Quando falamos em adoção, quando usamos o nome de um instrumento jurídico que já existe e é aplicável para crianças e adolescentes – e para adultos – poder causar uma confusão. Isso porque na adoção é imprescindível que o adotante seja mais velho que o adotado. Para adoção de crianças e adolescentes, existe a necessidade de uma diferença mínima de 16 anos.
A adoção de adultos não exige esta diferença mínima de idade, mas é preciso um processo judicial e uma sentença constitutiva e que o adotante seja mais velho que o adotado. É um processo usado mais comumente entre padrastos e madrastas e seus enteados (onde já se verifica a determinação de dois pais ou duas mães para a mesma pessoa) ou também é usado para a adoção entre tutores e afilhados, aqui o exemplo é da criança abrigada que envelhecem e não são adotadas, mas mantém uma relação de apadrinhamento com um adulto ou uma família. Ao perceber que o tempo de abrigamento daquele adolescente irá terminar com a chegada dos 18 anos, o padrinho busca a adoção para efetivar a relação de afeto construída ao longo dos anos.
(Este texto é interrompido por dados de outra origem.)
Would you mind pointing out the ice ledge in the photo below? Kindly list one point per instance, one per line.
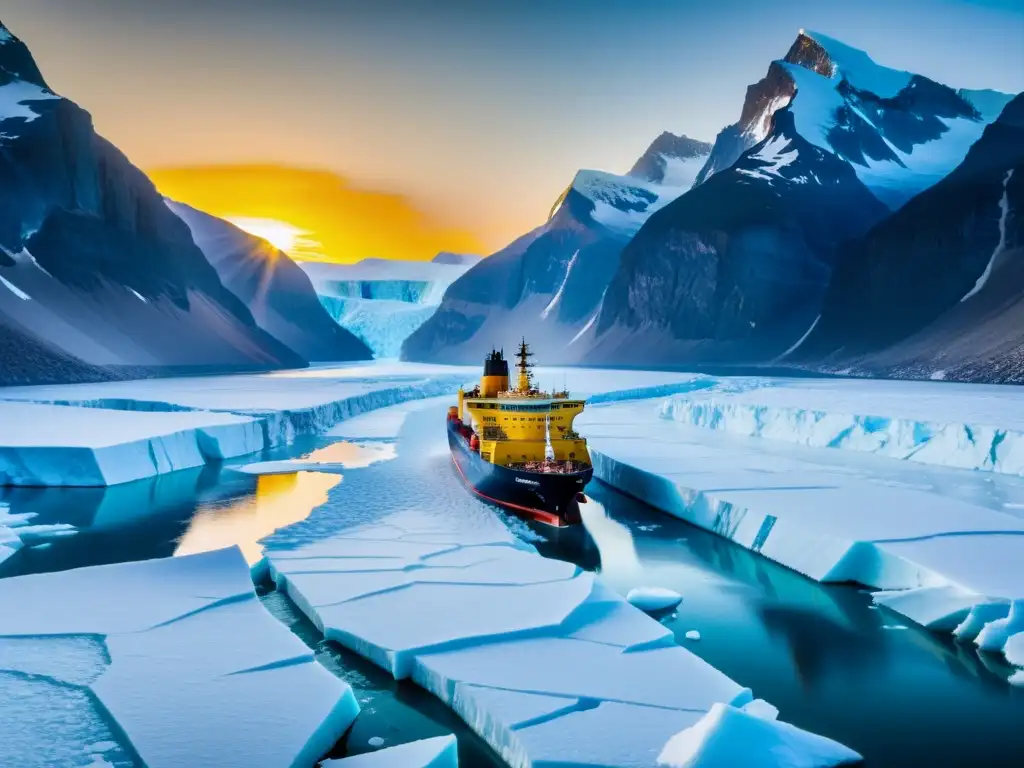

Quando a proposta de adoção de idosos surge, é preciso considerar que o primeiro quesito – que é o adotante ser mais velho que o adotado – é invertido. A proposta é que pessoas mais novas adotem pessoas mais velhas, assumindo responsabilidades de cuidado, de afeto e de cumprir com as obrigações determinadas à família no Estatuto do Idoso.
Tenho alguns questionamentos desde que passei a ler sobre o tema, sobre posicionamentos a respeito, que vou dividir com vocês:
- Quem adota um idoso, será considerado seu pai ou mãe? Ou neste novo instrumento, o adotante será considerado um tutor ou um guardião?
- Se o idoso possui patrimônio ou, ainda, um saldo bancário, quem será seu herdeiro? Pois mesmo que não existam filhos, não podemos esquecer as regras de sucessão estabelecidas no Código Civil. E, ainda, por mais que os filhos do idoso tenham sido negligentes, a perda do direito de herdar acontece apenas depois de um processo próprio analisar este pedido.
- A adoção retira parte da capacidade civil do idoso adotado? Ou isto será preservado?
- Como será o acompanhamento e a fiscalização destas adoções?
- Se o adotante falece antes do adotado – porque esta é uma possibilidade – a responsabilidade do cuidado e a relação deste adotado será reconhecida e transferida para outro membro da família? Por exemplo: se o adotante possuía filhos, o idoso adotado será considerado irmão destes? E estes irmãos passam a ser responsáveis pelos cuidados deste idoso adotado?
Precisamos pensar em meios de cuidar das pessoas idosas, de manter e construir vínculos familiares, especialmente no país onde o envelhecimento populacional é uma realidade que não dá pra ser contestado e precisa ser pauta diária na sociedade.
Penso que a adoção não seria o meio mais adequado. É possível pensar em tutores, famílias guardiãs ou acolhedoras. A institucionalização, hoje, é o único meio possível quando a relação familiar inexiste ou vira a principal fonte de risco à integridade e segurança ao idoso.
É preciso enfrentar os temas do envelhecimento e seus reflexos de frente, mas de maneira responsável e consciente. Estamos habituados a “correr” com soluções e saídas legislativas quando os problemas se estabelecem, quando deveríamos pensar em mudanças e propostas bem estruturadas, considerando as especificidades da parcela da população que será atingida, as diferenças culturais que impactam no envelhecimento, na estrutura das famílias e no papel do idoso nessas estruturas.